Hot Air Coal Stoker Stove: Keystoker 90K, Leisure Line Hyfire I
Coal Size/Type: Rice
Stove/Furnace Make: Keystoker, LL & CoalTrol
Stove/Furnace Model: 90K, Hyfire I, VF3000 Soon

Re: Looking for General Stoker Advise

PostBy: Sting On: Mon Feb 23, 2009 11:16 pm

One boiler horsepower equals 33,480 Btu/hr output in steam.

I still have an (almost) complete Iron fireman under boiler stoker with under bin feed system for a million BTU in boiler

I am Interested in offers and only 6 hours away! :)
Sting
 
Other Heating: BurnHAM=NG-gas

Re: Looking for General Stoker Advise

PostBy: Cigar_Smoker On: Tue Feb 24, 2009 7:09 am

Sting wrote:One boiler horsepower equals 33,480 Btu/hr output in steam.

I still have an (almost) complete Iron fireman under boiler stoker with under bin feed system for a million BTU in boiler

I am Interested in offers and only 6 hours away! :)


Nice!

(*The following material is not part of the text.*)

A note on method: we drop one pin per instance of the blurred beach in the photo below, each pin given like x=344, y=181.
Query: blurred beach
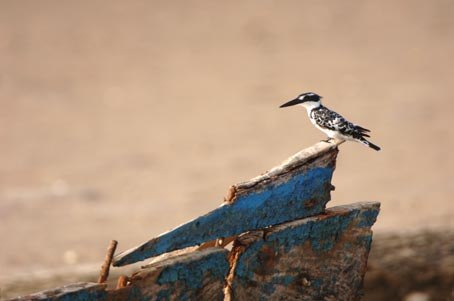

This is the burner and feed system only with with out a boiler? Is there a mod# that could be used to look up just what this thing is? What parts are missing? What it the minimum out put of this burner? I'm thinking it may be a little bigger that what we need but depending on boiler efficiency and if it can be slowed down maybe it would work. Thanks
Cigar_Smoker
 
Stove/Furnace Make: None Yet
Stove/Furnace Model: None Yet

Re: Looking for General Stoker Advise

PostBy: Sting On: Tue Feb 24, 2009 9:17 am

Sorry -- boiler is land locked in the basement boiler room - it was lowered into the basement and the building was built around it :cry:

Cutting torch is the only way out for that bad boy
Sting
 
Other Heating: BurnHAM=NG-gas

Re: Looking for General Stoker Advise

PostBy: Cigar_Smoker On: Wed Mar 04, 2009 11:55 am

Ok, I have a line on what I am told is an Iron Fireman model 30. I haven't seen it yet but I was told that it is complete but the tuyeres are burnt out. Any one know if replacements for these can be found? Any other info about this burner would be greatly appreciated as well, max and min feed rate etc. Thanks again every one!